Originally Posted by DavTom (Post 972472)
Not sure if I got your question right. Do you ask, for instance, if an outdoor phals that typically requires a minimum air temperature of 18 degrees Celsius can do well in an air temperature of 16 degrees under the (filtered) sun light?

Well, I am also no expert, but I think that surely the sunlight can compensate (at least a bit) for that.

However, I think that this is not a common situation at all. Neither in nature nor under artificial lights. Unless you carry outside your orchids during daylight and bring them (quickly) back at sunset every day...

If the air is 16 degrees Celsius during daylight or when the artificial lights are ON, one can bet that during the night (or with lights OFF) the temperature would drop to an unbearable level.

Dav

Yeah, I mean just you said.

and, yes you're right, no matter what the night will be cooler ...every day.

Ray 11-08-2021 05:45 PM

Think of orchids as unique “Goldilocks”, particularly when it comes to temperatures and light levels.
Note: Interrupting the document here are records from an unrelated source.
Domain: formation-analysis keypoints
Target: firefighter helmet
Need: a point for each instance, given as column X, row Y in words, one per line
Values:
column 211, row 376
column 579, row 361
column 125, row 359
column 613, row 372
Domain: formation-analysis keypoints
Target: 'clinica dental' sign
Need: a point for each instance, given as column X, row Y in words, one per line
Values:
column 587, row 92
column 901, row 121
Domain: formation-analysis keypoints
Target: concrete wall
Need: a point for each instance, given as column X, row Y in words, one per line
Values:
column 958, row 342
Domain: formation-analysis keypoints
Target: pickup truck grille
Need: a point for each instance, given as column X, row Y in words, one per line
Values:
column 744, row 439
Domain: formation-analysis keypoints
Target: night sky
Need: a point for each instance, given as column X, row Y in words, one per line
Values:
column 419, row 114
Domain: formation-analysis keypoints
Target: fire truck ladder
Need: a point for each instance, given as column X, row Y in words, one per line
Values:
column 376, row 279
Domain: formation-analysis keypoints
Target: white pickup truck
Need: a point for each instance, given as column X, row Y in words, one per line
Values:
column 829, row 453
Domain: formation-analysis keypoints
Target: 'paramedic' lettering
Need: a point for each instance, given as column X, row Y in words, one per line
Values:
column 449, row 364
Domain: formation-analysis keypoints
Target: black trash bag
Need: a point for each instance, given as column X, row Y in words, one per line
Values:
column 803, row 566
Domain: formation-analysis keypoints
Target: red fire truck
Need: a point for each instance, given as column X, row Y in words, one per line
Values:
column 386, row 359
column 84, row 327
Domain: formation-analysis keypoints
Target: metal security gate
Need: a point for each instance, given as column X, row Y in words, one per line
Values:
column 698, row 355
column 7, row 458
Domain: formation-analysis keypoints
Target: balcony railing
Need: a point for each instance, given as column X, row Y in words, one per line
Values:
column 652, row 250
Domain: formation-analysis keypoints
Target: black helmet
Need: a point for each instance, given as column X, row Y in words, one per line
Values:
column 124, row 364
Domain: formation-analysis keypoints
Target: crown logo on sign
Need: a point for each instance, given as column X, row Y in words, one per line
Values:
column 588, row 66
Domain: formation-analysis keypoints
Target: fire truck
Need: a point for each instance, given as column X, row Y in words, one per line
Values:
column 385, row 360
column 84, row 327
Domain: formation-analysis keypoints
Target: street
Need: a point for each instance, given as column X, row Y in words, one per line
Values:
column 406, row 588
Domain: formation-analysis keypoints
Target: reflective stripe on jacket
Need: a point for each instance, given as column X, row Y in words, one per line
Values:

IDEALLY, they do best within specific ranges of each. Yes, they may tolerate something a small degree outside of them, but they will not grow or bloom as well.

A deep understory plant that normally grows hot and with no direct sunlight, for example, will not do as well if grown cool, but with more light.

It’s all about chemical reactions occurring within the plant, and those chemical reactions are affected by temperature, light intensity, light & dark duration, to name but a few factors. Even the water supply affects it.

If there is plenty of water at the roots, hormone signals tell the stomata to open, allowing gas exchange to occur more freely, allowing carbon fixation to occur more rapidly. If the root system is dry, that doesn’t happen, as the plant goes into “conservation mode” to save water.

As Roberta said - each plant is unique, the needs are very specific (hence my “Goldilocks” comment), and the complexity of plant processes are too great to make any generalizations.